El Buick Lucerne estaba aparcado en mitad del claro, pero no había ninguna señal de Frobisher o del conductor del coche. Parecía evidente que se habían metido en el laberinto de calderas. Pero ¿por qué ir allí?, se preguntó Sam. La primera respuesta que le vino a la mente lo dejó helado. Lo que el secuestrador de Ted le tenía preparado era desconocido, pero una cosa era segura: el hombre necesitaba privacidad. O un lugar donde dejar un cadáver. Quizá las dos cosas. Sam sintió que se le aceleraba el corazón.

—Podemos cubrir más terreno si nos separamos —propuso Remi.

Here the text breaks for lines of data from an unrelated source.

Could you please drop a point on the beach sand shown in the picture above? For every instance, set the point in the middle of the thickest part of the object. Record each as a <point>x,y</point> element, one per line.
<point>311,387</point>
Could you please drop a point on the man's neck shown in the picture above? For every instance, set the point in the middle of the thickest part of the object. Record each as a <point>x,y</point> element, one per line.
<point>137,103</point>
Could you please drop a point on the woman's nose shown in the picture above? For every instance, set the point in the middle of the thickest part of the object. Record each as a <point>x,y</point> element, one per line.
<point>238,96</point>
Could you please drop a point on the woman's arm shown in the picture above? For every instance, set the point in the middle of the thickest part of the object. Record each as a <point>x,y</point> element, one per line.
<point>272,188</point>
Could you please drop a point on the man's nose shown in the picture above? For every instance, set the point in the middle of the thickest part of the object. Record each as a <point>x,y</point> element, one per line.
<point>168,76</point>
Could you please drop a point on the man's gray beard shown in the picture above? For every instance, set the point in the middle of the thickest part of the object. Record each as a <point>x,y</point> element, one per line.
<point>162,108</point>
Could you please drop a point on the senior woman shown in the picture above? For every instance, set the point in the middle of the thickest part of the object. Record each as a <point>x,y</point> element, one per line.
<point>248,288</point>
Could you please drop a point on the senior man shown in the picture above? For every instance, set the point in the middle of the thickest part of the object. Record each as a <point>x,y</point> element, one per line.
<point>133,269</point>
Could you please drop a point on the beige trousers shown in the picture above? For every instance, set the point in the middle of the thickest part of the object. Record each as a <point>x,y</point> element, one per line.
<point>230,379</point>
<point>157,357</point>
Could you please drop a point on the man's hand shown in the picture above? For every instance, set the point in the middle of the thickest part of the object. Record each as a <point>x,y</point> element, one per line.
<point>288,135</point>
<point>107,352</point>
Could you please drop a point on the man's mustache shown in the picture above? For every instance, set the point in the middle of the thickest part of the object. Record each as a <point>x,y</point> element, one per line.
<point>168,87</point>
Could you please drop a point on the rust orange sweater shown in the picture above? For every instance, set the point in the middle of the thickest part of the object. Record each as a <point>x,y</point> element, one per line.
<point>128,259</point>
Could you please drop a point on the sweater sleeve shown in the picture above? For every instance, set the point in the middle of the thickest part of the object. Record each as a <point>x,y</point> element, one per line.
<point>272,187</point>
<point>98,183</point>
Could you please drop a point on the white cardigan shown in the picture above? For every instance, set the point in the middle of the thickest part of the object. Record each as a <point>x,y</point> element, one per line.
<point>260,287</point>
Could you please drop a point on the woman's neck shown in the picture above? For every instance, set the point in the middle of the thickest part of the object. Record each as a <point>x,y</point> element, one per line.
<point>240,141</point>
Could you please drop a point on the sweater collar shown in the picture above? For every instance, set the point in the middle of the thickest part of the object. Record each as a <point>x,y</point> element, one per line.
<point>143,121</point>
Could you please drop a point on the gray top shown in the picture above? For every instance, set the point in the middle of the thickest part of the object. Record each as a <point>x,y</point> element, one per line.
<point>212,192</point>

—Olvídalo. No sabemos quién es ese tipo o de lo que es capaz.

Estaba a punto de salir de entre los árboles cuando se le ocurrió una idea. Un Buick Lucerne. Buick... GMC. Llevó a Remi de nuevo a cubierto.

—Espera aquí —le dijo—. Ahora vuelvo.

—¿Qué...?

—Quédate aquí. No voy muy lejos.

Echó una última mirada a uno y otro lado, alerta al más mínimo movimiento y, luego, al no ver nada, salió corriendo hacia el Lucerne. Llegó a la puerta del conductor, se agachó y, tras una rápida plegaria, tocó la manilla. Se abrió. Se encendió la luz interior. Sam volvió a cerrar la puerta.

¡Maldita fuera! Al menos no había alarma de llaves en el contacto.

No había nada que hacer excepto arriesgarse.

Sam abrió la puerta, se metió en el Lucerne, cerró la puerta y esperó treinta segundos, mirando de vez en cuando por encima del salpicadero. No se movía nada. Comenzó a buscar en el interior y, casi de inmediato, encontró en el salpicadero lo que buscaba: un botón que decía OnStar. Sam lo apretó. Pasaron veinte segundos, y luego sonó una voz en los altavoces de la radio.

—Soy Dennis de OnStar. ¿En qué puedo ayudarlo?

—Oh, sí —gruñó Sam—. He tenido un accidente. Estoy herido. Necesito ayuda.

—¿Señor, puede decirme dónde está?

—Eh... no.

—Espere un momento, señor. —Pasaron cinco segundos—. Ya está, señor. Lo tengo ubicado cerca de Black Road, al oeste de Princess Anne, Maryland.

—Sí, creo que sí.

—He avisado a la policía de su zona. La ayuda va de camino.

—¿Cuánto tardará? —gimió Sam con su mejor interpretación de conductor herido.

—Seis o siete minutos, señor. Continuaré conversando con usted.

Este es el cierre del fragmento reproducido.